An estimated two-thirds of trauma patients have multiple injuries that can interfere with cervical spine evaluation. Evaluation ideally includes computed tomography (CT) or magnetic resonance imaging (MRI), but imaging may not be practical in some cases because of the risk of transporting patients in an unstable condition. For this reason, standard radiographic views of the cervical spine, often taken with a portable x-ray machine, are frequently relied upon to evaluate for the presence of cervical spine injury and associated instability. For cervical spine imaging to have greatest utility, the entire cervical spine (including the body of the first thoracic vertebra) must be visible. Images are analyzed for alignment of the vertebrae (lateral view) and presence of fractures (all views), and the disk and soft tissue spaces are evaluated. The sensitivity of plain radiographs for detecting cervical spine injury is less than 100%, so the likelihood of cervical spine injury must be interpreted in conjunction with other clinical signs, symptoms, and risk factors. If there is any doubt, it is prudent to treat all acute cervical spine injuries as potentially unstable until proven otherwise.

Treatment of a cervical fracture or dislocation entails immediate immobilization to limit neck motion. Soft neck collars have little effect in limiting movement of the neck. Hard neck collars limit neck flexion and extension, but only by about 25%; therefore halo-thoracic devices are often needed to provide effective immobilization and traction to prevent cervical spine movement. During direct laryngoscopy with manual inline stabilization (MILS), any cervical collars are removed and an assistant’s hands are placed on each side of the patient’s face while downward pressure is applied against a firm table surface to hold the head immobile in a neutral position and minimize cervical flexion and extension. MILS can be done with the assistant either behind the patient adjacent to the intubator or with the assistant orthogonal to the patient and the assistant’s forearms resting on the patient’s chest or clavicles. Hard collars tend to limit mouth opening, but with their removal and application of MILS 56% of patients will improve their Cormack-Lehane grade. Attention must be paid while grasping the head not to apply traction and elongate the cord, which may compromise cord perfusion. Not only can movement of the neck in the presence of cervical spine injury cause mechanical deformation of the spinal cord, but there is an even greater risk that neck motion that elongates the cord will compromise spinal cord blood supply as a result of narrowing the longitudinal blood vessels. In fact, maintenance of spinal cord perfusion pressure may be of more importance than positioning for prevention of spinal cord injury in the presence of cervical spine injury.

Management of anesthesia

Patients with acute spinal cord injury often require special precautions during airway management. When laryngoscopy is performed, neck movement must be minimized and hypotension avoided so that spinal cord perfusion pressure can be maintained. However, fear of possible spinal cord compression must not prevent necessary airway interventions. Extensive clinical experience supports the use of direct laryngoscopy for orotracheal intubation provided that (1) maneuvers are taken to stabilize the head during the procedure and thus to avoid hyperextension of the neck, (2) prior evaluation of the airway did not suggest the likelihood of any associated technical difficulties, and (3) adequate blood pressure and oxygenation are maintained during airway management. Otherwise, video laryngoscopes are reasonable alternates to direct laryngoscopy. Awake fiberoptic laryngoscopy with topical anesthesia is another alternative to direct laryngoscopy if the patient is cooperative and airway trauma—with associated blood, secretions, and anatomic deformities—does not preclude visualization with the fiberscope.

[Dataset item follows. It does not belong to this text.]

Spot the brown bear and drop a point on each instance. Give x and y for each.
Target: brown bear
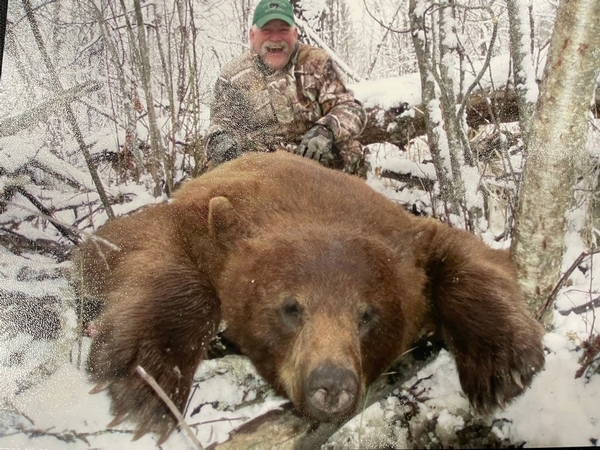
(321, 281)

It is important to remember that coughing during topical anesthetization of the airway and fiberoptic intubation may result in cervical spine movement. It is reasonable to have an assistant maintain MILS during all airway manipulations. There is no evidence of increased neurologic morbidity after elective or emergency orotracheal intubation of anesthetized or awake patients who have an unstable cervical spine if appropriate steps are taken to minimize neck movement. Awake tracheostomy is reserved for the most challenging airway conditions, in which neck injury, combined with facial fractures or other severe anomalies of airway anatomy, makes securing the airway by nonsurgical means difficult or unsafe. Airway management in the presence of cervical spine injury should be dictated by common sense, not dogmatic approaches. Certainly, clinical experience supports the safety of a variety of airway management techniques.

The absence of compensatory sympathetic nervous system responses in patients with cervical or high thoracic spinal cord injury makes these patients particularly vulnerable to significant decreases in blood pressure following changes in body position, blood loss, or positive pressure ventilation. To minimize these effects, liberal intravenous infusion of crystalloid solutions may be necessary to maintain intravascular volume, which has been compromised by vasodilation. Acute blood loss should be treated promptly. Electrocardiographic abnormalities are common during the acute phase of spinal cord injury, especially with cervical cord injuries. Breathing is best managed by mechanical ventilation, since abdominal and intercostal muscle weakness or paralysis is exacerbated by general anesthesia and increases the likelihood of respiratory failure with ensuing hypoxemia and hypercapnia. Body temperature should be monitored and manipulated because patients tend to become poikilothermic in dermatomes below the level of the spinal cord lesion. Maintenance of anesthesia is targeted at ensuring physiologic stability and facilitating tolerance of the endotracheal tube. Volatile and intravenous anesthetics are both satisfactory. Nitrous oxide should be used with great caution, if at all, given concerns for coexisting trauma and air entrainment in closed spaces, as can occur with basilar skull fracture or rib fracture. Arterial hypoxemia is common following spinal cord injury, which emphasizes the need for continuous pulse oximetry and oxygen supplementation.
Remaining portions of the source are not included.